Öykü

Alakor’un Laneti

Akşam güneşi parlaklığını yitirmeye başlamıştı. Aramar Denizine yaslanmış bir an önce görevini aya teslim etmeyi bekliyordu. Suyun üzerinde bıraktığı parıltı en değerli güney ganimetine değişilmezdi. Aniden bir sarsıntı hissedildi ve Mete’nin koyu yeşil gözleri göz kapaklarının hapsinden kurtuldu. Gördüklerine inanamayıp tekrar yumdu ve açtığında bir gemide yolculuk ettiğini anladı. Hava gemi seyahatine çok uygundu, yelkenler alabildiğine şişmişti. Ara ara gemiyi döven dalgaların sesi kulağına çalındı.

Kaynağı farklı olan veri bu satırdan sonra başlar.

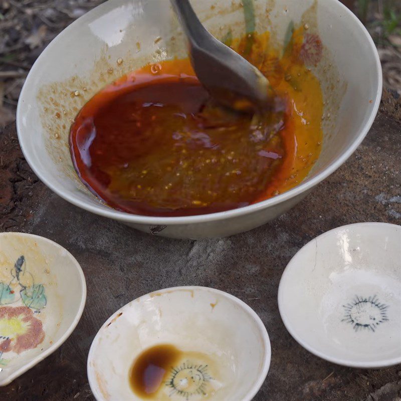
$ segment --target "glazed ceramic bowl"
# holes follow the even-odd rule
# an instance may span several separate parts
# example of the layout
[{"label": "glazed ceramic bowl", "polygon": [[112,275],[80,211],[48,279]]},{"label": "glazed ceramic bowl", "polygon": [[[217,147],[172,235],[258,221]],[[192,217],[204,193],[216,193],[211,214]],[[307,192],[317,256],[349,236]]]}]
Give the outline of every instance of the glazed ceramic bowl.
[{"label": "glazed ceramic bowl", "polygon": [[219,39],[228,34],[241,37],[254,26],[259,32],[270,31],[282,47],[291,27],[302,26],[309,29],[308,38],[322,44],[321,60],[310,68],[321,82],[324,113],[328,118],[322,122],[319,158],[298,186],[268,200],[227,212],[152,217],[114,210],[79,180],[68,138],[71,122],[85,103],[130,71],[148,63],[186,56],[183,35],[165,0],[109,1],[66,29],[31,69],[20,97],[17,124],[29,164],[61,196],[148,233],[194,239],[246,231],[298,203],[360,143],[377,112],[382,83],[373,41],[358,19],[337,0],[259,0],[253,2],[253,11],[247,6],[246,15],[240,0],[191,3],[200,19]]},{"label": "glazed ceramic bowl", "polygon": [[[168,288],[127,304],[99,330],[88,357],[96,399],[142,399],[130,388],[129,372],[143,351],[159,344],[174,346],[183,356],[149,398],[158,401],[251,401],[270,363],[266,329],[246,304],[212,288]],[[175,376],[189,368],[197,378],[184,383],[181,393]]]},{"label": "glazed ceramic bowl", "polygon": [[0,385],[68,338],[86,299],[82,270],[64,248],[36,235],[0,234]]},{"label": "glazed ceramic bowl", "polygon": [[401,227],[363,223],[317,237],[284,270],[278,303],[291,335],[321,358],[401,363]]}]

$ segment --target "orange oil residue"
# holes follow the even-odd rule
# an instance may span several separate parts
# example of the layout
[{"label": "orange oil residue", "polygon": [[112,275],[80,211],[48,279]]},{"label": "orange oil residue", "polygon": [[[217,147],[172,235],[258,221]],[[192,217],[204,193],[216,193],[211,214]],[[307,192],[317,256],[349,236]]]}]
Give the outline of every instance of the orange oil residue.
[{"label": "orange oil residue", "polygon": [[146,66],[108,85],[71,127],[81,179],[111,207],[151,216],[223,211],[296,185],[322,138],[320,86],[307,66],[321,45],[307,39],[301,27],[284,51],[268,33],[234,42],[284,105],[256,120],[214,104],[187,59]]}]

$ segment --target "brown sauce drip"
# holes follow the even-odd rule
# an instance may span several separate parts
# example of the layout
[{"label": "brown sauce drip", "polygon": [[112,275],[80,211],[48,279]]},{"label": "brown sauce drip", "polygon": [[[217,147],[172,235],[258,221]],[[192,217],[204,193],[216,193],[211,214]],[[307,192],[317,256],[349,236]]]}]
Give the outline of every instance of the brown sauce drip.
[{"label": "brown sauce drip", "polygon": [[129,372],[132,390],[142,398],[153,398],[181,353],[173,345],[168,344],[156,345],[142,352]]}]

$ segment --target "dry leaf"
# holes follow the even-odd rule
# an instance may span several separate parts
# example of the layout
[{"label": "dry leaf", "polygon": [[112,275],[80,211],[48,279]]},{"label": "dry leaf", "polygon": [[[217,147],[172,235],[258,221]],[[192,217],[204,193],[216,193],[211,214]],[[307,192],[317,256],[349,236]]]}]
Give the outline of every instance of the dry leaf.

Geminin güvertesinde bir başınaydı. Ne annesi nede babasını görebildi. Sadece tahta zemine uzanmış hareketsiz yatan bir kız çocuğu gördü. Kendisinden üç dört yaş küçük gibi duruyordu. Kar beyazı yüzünün yarısı seçilebiliyordu. Minik kalbi küçük bedenini yukarı kaldırıp indiriyordu. Yeşil gözler daha sonra birkaç kirli adama rast geldi. Hepsi geniş, siyah kıyafetler giymişti. Bellerinde ince, uzun kılıçlar asılıydı. Biri hariç siyah bereleri vardı. Kendi aralarında şakalaşmış olmalılardı çünkü beresi olmayan hariç gülmeye başladılar. Beresiz olan yeni yetme gibi duruyordu ama yinede Mete’den yaşça büyüktü ve daha iri yarıydı.

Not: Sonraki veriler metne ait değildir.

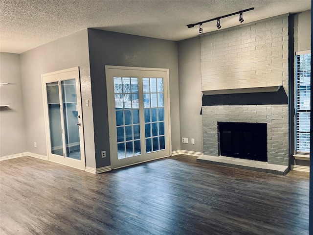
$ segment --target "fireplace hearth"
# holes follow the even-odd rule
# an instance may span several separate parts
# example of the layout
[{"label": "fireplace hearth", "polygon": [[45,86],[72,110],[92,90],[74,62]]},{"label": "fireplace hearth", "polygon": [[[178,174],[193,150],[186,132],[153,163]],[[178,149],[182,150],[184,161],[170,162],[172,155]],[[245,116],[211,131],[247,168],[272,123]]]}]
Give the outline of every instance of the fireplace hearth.
[{"label": "fireplace hearth", "polygon": [[218,122],[220,154],[267,162],[267,123]]}]

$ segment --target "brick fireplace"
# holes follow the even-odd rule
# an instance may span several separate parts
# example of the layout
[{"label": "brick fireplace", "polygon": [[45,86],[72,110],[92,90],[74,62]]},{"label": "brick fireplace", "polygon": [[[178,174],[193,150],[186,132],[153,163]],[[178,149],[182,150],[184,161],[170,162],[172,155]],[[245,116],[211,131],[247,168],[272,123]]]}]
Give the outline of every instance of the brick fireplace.
[{"label": "brick fireplace", "polygon": [[[203,153],[220,155],[218,122],[267,123],[267,164],[289,164],[288,17],[201,37]],[[270,87],[260,93],[223,91]]]}]

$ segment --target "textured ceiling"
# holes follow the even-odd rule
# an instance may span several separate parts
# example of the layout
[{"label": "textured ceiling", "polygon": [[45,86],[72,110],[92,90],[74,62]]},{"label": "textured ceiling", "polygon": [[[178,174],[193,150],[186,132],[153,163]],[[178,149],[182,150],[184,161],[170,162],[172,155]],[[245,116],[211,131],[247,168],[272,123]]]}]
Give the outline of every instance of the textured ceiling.
[{"label": "textured ceiling", "polygon": [[[250,7],[243,24],[309,10],[311,0],[0,0],[0,51],[21,53],[88,27],[179,41],[198,34],[187,24]],[[240,24],[238,16],[221,23]],[[203,24],[203,33],[216,24]]]}]

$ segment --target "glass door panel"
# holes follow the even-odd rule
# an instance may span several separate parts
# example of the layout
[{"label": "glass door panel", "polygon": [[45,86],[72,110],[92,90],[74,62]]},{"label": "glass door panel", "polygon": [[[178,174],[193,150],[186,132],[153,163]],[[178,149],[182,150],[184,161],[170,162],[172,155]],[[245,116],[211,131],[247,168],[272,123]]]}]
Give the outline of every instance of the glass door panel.
[{"label": "glass door panel", "polygon": [[85,169],[78,67],[42,75],[49,161]]},{"label": "glass door panel", "polygon": [[113,77],[117,159],[141,154],[138,77]]},{"label": "glass door panel", "polygon": [[50,129],[51,153],[63,156],[59,83],[50,82],[46,84],[48,115]]},{"label": "glass door panel", "polygon": [[61,81],[66,157],[81,160],[77,98],[75,78]]},{"label": "glass door panel", "polygon": [[142,78],[146,153],[165,149],[163,79]]},{"label": "glass door panel", "polygon": [[112,168],[169,156],[168,70],[117,67],[106,66]]}]

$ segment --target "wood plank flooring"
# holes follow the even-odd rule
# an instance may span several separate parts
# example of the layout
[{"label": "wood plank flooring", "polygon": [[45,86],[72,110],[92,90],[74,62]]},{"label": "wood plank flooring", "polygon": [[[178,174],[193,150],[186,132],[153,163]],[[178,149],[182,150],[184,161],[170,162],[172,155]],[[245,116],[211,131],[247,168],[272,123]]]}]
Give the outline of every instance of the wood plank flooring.
[{"label": "wood plank flooring", "polygon": [[28,157],[2,161],[0,234],[309,234],[308,173],[196,158],[98,175]]}]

Arkasına dönünce üst güverteyi gördü. Üst güverteyi ve dümeni örten, beyaz zemin üzerine işlenmiş gösterişli şekillerin bulunduğu tentenin üstüne bir karga tünemişti. Karga oldukça besili ve bakımlıya benziyordu. Havalandı geminin pruvasına kadar süzüldü pike yapıp Mete’nin üzerinden geçti ve dümendeki adamın omzuna kondu. Bu adam siyah bir gömlek üzerinde bir yelek, altında koyu renkli deri bir pantolon giymişti. Uçları sivri ve çamur içinde olan çizmeleri dizlerine kadar çıkıyordu. Sol kulağında halka bir küpe, yaralı ve yanıklar içinde olan parmaklarında altın ve gümüş yüzüklerle gayet etkileyici duruyordu.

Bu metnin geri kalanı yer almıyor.